Intel’s first quad-core microprocessor for desktops is projected to emerge in Q4 2006, a quarter earlier than expected originally, operate at 2.66GHz, use 1066MHz processor system bus and be positioned as Intel’s top-of-the-range offering for gamers and enthusiasts, reports HKEPC web-site, which claims that it had seen the latest roadmaps from Intel Corp.

The new processor will cost $999 in 1000-unit quantities and is likely to substitute the already announced officially 3.20GHz Core 2 Extreme chip with two processing engines. Even though the reasons behind such move are unclear, the transition of “extreme” processor to a multi-core design should emphasize the company’s plan to shift the attention of end-users to the number of cores, not clock-speed.

Given that not all applications can benefit from more than two threads processed at once, the 2.66GHz quad-core microprocessor may offer lower performance in certain applications compared to the 2.93GHz dual-core Intel Core 2 Extreme product.

Earlier it was reported that Kentsfield is a code-name for next-generation “extreme” desktop processor from Intel, will have four processing engines, in contrast to two cores sported by the Core 2 Extreme chips. It is highly likely that Kentsfield features two Conroe chips on the same piece of substrate.
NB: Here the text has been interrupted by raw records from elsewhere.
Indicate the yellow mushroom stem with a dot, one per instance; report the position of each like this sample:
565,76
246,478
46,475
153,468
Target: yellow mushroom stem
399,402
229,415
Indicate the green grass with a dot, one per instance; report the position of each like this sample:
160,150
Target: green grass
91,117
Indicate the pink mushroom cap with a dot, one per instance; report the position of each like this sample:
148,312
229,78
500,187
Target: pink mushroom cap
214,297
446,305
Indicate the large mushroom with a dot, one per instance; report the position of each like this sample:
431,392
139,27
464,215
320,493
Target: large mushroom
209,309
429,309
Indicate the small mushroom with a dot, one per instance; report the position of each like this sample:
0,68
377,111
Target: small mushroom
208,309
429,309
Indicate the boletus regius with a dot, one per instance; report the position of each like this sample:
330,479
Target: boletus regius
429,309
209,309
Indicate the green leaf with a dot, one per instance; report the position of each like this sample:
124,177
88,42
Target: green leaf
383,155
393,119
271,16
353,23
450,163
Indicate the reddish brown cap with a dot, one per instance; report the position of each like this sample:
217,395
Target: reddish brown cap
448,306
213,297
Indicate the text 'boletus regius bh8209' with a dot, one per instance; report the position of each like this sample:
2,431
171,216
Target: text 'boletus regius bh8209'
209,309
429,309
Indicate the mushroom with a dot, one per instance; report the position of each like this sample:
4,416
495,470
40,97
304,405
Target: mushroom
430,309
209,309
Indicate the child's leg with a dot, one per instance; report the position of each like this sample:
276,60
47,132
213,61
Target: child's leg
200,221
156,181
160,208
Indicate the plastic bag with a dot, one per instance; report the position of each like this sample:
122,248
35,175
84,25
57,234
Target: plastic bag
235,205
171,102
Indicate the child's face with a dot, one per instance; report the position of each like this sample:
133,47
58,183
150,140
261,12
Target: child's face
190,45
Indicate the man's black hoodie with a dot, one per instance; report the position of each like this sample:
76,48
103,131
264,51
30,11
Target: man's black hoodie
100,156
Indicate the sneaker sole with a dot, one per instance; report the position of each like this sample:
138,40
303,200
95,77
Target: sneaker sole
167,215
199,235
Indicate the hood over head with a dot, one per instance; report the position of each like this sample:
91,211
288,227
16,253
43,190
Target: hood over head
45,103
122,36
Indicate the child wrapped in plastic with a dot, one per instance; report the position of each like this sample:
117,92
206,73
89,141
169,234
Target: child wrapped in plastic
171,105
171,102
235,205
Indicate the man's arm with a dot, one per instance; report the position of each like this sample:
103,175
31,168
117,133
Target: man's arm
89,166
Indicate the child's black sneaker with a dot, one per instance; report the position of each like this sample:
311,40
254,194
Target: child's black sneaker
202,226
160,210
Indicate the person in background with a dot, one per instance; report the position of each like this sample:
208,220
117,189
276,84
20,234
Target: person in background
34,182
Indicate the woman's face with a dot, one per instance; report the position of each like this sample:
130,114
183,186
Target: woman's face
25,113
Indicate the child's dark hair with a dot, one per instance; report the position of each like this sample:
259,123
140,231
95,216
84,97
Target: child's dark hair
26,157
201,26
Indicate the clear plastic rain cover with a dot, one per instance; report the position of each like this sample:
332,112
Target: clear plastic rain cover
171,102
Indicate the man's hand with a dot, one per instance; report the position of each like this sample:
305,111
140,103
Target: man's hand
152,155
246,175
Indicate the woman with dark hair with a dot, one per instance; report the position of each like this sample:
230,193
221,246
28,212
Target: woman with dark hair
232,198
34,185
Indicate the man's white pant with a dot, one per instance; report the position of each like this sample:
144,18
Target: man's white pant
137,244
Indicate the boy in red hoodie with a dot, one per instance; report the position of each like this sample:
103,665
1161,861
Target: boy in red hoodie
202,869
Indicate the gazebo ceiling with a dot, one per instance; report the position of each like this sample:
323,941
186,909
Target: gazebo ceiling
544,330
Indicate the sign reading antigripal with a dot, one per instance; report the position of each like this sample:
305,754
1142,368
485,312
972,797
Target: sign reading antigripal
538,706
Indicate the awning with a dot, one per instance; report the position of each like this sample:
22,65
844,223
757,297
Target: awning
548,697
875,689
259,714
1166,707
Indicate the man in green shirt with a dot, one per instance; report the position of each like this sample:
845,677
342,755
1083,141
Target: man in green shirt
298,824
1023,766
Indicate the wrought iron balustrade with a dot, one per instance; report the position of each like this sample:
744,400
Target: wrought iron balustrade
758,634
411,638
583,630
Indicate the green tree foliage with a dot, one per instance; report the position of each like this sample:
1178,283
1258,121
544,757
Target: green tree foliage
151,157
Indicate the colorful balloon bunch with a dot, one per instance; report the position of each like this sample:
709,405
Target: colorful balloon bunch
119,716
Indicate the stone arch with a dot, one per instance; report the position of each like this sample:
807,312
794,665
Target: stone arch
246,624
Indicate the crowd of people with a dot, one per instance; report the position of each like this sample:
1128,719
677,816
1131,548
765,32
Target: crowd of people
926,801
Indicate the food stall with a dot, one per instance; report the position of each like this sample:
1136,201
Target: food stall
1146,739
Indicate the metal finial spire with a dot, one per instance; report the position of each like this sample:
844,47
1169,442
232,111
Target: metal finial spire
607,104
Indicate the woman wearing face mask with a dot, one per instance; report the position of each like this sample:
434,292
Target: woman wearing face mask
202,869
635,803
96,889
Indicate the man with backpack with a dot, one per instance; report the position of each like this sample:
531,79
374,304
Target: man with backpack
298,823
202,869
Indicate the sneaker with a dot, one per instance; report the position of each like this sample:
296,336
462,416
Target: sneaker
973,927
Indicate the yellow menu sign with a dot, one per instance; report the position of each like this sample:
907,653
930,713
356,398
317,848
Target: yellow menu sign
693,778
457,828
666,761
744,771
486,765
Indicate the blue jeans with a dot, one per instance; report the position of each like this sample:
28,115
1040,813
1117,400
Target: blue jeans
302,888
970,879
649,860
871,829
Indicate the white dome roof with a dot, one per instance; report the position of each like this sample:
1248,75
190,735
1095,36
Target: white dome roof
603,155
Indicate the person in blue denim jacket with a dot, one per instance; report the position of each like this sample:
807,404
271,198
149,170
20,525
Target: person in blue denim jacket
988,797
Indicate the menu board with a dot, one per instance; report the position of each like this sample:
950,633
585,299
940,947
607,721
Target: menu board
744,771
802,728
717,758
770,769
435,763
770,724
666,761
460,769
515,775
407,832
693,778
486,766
Provided that every Conroe chip features two processing engines, the Kentsfield will have four cores, 4MB or 8MB level-two (L2) cache, 1066MHz processor system bus and other characteristics similar to Conroe.

Intel Kentsfield is expected to be drop-in compatible with some of the Intel 975X-based infrastructure that supports Intel Core 2 Duo and Core 2 Extreme processors.

Intel did not comment on the new-story.